Adversarial vulnerability for any classifier

Despite achieving impressive performance, state-of-the-art classifiers remain highly vulnerable to small, imperceptible, adversarial perturbations. This vulnerability has proven empirically to be very intricate to address. In this paper, we study the phenomenon of adversarial perturbations under the assumption that the data is generated with a smooth generative model. We derive fundamental upper bounds on the robustness to perturbations of any classification function, and prove the existence of adversarial perturbations that transfer well across different classifiers with small risk. Our analysis of the robustness also provides insights onto key properties of generative models, such as their smoothness and dimensionality of latent space. We conclude with numerical experimental results showing that our bounds provide informative baselines to the maximal achievable robustness on several datasets.

💡 Research Summary

This paper, “Adversarial vulnerability for any classifier,” provides a theoretical framework for understanding the fundamental limits of classifier robustness to adversarial examples. The core premise is that natural data (like images) is generated by applying a smooth function g to a latent vector z drawn from a standard Gaussian distribution in a d-dimensional space. Under this generative model assumption, the authors prove that any classification function f mapping from the data space to labels is inherently vulnerable to small, imperceptible perturbations.

The key contribution is a set of fundamental upper bounds on what the authors term “in-distribution robustness” (r_in), where the perturbed sample is constrained to remain within the support of the data distribution (i.e., the range of g). Theorem 1, leveraging the Gaussian isoperimetric inequality, shows that the probability a data point has robustness less than a value η is bounded from below. This bound depends critically on the smoothness of the generator g (quantified by a modulus of continuity function ω) and the dimensionality d of the latent space. The analysis reveals that if the latent space is high-dimensional (large d) and the generator is smooth (so that ω(t) is relatively large for small t), then there exist adversarial perturbations of norm η that are vanishingly small compared to the typical norm of a data point (which scales with √d). This vulnerability holds for any classifier, regardless of its architecture or training method. The bound also tightens as the number of classes K increases, explaining why multiclass problems are often more vulnerable.

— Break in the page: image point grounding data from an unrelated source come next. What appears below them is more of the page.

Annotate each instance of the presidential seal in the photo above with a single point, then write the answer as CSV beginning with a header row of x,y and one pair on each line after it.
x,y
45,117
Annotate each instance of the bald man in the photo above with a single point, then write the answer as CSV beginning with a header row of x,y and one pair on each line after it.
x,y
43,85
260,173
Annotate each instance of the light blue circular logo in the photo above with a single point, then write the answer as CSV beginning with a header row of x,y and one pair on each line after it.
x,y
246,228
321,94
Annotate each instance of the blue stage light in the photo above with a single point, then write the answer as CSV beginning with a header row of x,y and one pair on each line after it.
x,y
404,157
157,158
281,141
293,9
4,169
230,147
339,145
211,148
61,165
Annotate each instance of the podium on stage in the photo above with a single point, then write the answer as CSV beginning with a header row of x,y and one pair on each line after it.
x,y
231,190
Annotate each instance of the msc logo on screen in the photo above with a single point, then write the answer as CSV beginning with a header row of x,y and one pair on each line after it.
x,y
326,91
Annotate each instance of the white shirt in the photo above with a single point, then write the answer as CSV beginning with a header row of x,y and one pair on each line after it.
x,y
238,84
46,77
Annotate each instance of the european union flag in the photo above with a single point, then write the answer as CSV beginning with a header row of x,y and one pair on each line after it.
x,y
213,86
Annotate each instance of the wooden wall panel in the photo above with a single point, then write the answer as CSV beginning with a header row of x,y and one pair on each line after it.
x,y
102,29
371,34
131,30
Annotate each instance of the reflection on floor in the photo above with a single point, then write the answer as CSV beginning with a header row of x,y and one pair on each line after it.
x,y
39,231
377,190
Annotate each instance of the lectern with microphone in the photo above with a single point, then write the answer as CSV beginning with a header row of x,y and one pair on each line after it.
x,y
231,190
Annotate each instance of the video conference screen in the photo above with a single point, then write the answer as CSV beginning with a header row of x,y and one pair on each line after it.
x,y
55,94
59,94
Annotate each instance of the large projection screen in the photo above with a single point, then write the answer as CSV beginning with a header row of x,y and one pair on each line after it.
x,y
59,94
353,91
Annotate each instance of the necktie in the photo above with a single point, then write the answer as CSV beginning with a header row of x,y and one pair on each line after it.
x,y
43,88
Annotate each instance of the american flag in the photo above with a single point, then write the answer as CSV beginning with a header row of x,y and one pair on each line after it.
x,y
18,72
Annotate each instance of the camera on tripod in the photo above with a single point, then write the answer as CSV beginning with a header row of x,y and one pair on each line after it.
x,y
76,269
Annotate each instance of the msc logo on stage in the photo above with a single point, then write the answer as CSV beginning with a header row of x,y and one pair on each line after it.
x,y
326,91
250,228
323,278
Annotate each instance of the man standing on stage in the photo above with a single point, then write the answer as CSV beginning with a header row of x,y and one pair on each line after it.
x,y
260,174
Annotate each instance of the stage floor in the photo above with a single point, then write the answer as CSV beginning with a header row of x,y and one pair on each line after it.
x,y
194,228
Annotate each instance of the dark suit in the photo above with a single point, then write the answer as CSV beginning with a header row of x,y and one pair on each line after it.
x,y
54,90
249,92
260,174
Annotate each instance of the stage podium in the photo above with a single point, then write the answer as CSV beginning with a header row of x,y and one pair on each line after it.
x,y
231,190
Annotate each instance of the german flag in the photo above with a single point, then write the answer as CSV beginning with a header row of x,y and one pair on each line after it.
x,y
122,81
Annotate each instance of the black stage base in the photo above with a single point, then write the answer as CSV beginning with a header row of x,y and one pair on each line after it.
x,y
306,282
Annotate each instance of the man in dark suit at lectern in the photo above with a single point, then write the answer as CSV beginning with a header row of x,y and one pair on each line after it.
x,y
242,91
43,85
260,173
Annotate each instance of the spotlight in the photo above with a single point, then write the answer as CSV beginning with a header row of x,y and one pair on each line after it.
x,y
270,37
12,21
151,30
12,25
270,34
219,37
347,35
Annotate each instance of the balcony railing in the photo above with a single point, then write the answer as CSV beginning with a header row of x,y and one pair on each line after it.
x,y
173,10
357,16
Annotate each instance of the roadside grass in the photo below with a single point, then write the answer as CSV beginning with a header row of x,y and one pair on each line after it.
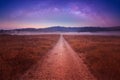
x,y
19,53
102,54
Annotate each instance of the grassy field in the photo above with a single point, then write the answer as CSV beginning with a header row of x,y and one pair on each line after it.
x,y
101,54
19,53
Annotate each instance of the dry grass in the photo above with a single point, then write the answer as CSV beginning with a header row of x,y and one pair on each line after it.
x,y
19,53
102,54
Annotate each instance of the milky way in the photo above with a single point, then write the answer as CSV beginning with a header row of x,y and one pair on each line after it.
x,y
69,13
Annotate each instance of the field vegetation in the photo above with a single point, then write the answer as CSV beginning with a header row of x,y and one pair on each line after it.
x,y
20,53
100,53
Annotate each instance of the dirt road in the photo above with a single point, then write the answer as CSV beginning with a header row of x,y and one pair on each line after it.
x,y
61,63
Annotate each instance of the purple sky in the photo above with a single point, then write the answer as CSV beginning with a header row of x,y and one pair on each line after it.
x,y
69,13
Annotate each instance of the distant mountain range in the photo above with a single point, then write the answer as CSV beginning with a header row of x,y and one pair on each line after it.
x,y
64,29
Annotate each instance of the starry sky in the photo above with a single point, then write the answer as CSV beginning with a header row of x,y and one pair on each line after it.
x,y
69,13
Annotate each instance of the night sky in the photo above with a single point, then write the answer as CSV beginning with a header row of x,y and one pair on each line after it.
x,y
69,13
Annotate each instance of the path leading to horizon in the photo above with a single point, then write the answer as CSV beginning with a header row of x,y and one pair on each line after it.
x,y
61,63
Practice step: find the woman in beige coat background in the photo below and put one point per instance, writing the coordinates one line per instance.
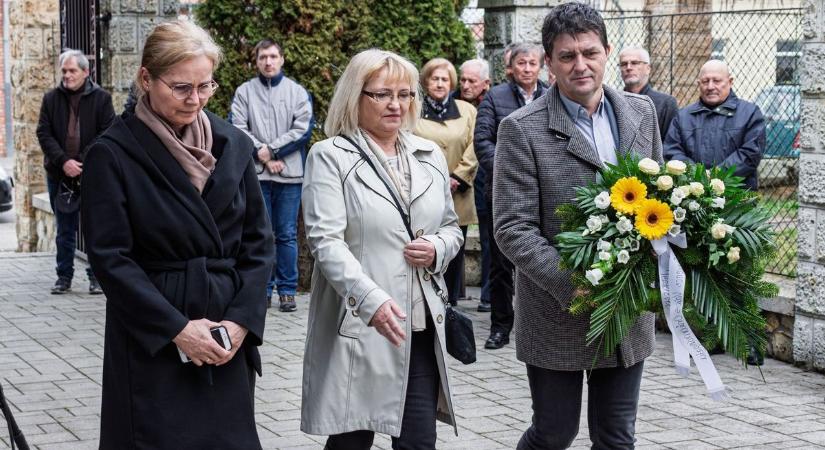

A second significant result (Theorem 2) bridges the concepts of in-distribution robustness and the more commonly studied “unconstrained robustness” (r_unc), where perturbations are not required to stay on the data manifold. The authors show that for any classifier f, one can construct a modified classifier (specifically, a nearest-neighbor classifier based on the generator g) whose unconstrained robustness is at least half of the original classifier’s in-distribution robustness. This implies that the fundamental limits derived for r_in also essentially apply to r_unc, and suggests a constructive method to improve a classifier’s practical robustness using a generative model.

The paper further proves the existence of transferable adversarial perturbations—perturbations crafted for one classifier that also fool another—under the same generative model assumptions. Finally, the theoretical bounds are validated empirically on datasets like CIFAR-10 and SVHN, where they provide informative baselines for the best achievable robustness.

The implications are profound. The analysis turns the problem of adversarial vulnerability into a question about the properties of the data distribution itself, as modeled by g. It suggests that if the human visual system is robust to small ℓ_p-norm perturbations, then the true generative process for natural images cannot be both smooth and high-dimensional. Therefore, to accurately model real-world distributions and develop inherently robust systems, future generative models may need to prioritize low-dimensional or non-smooth representations. The work shifts the perspective from solely hardening classifiers to also considering the fundamental geometric constraints of the data we are trying to classify.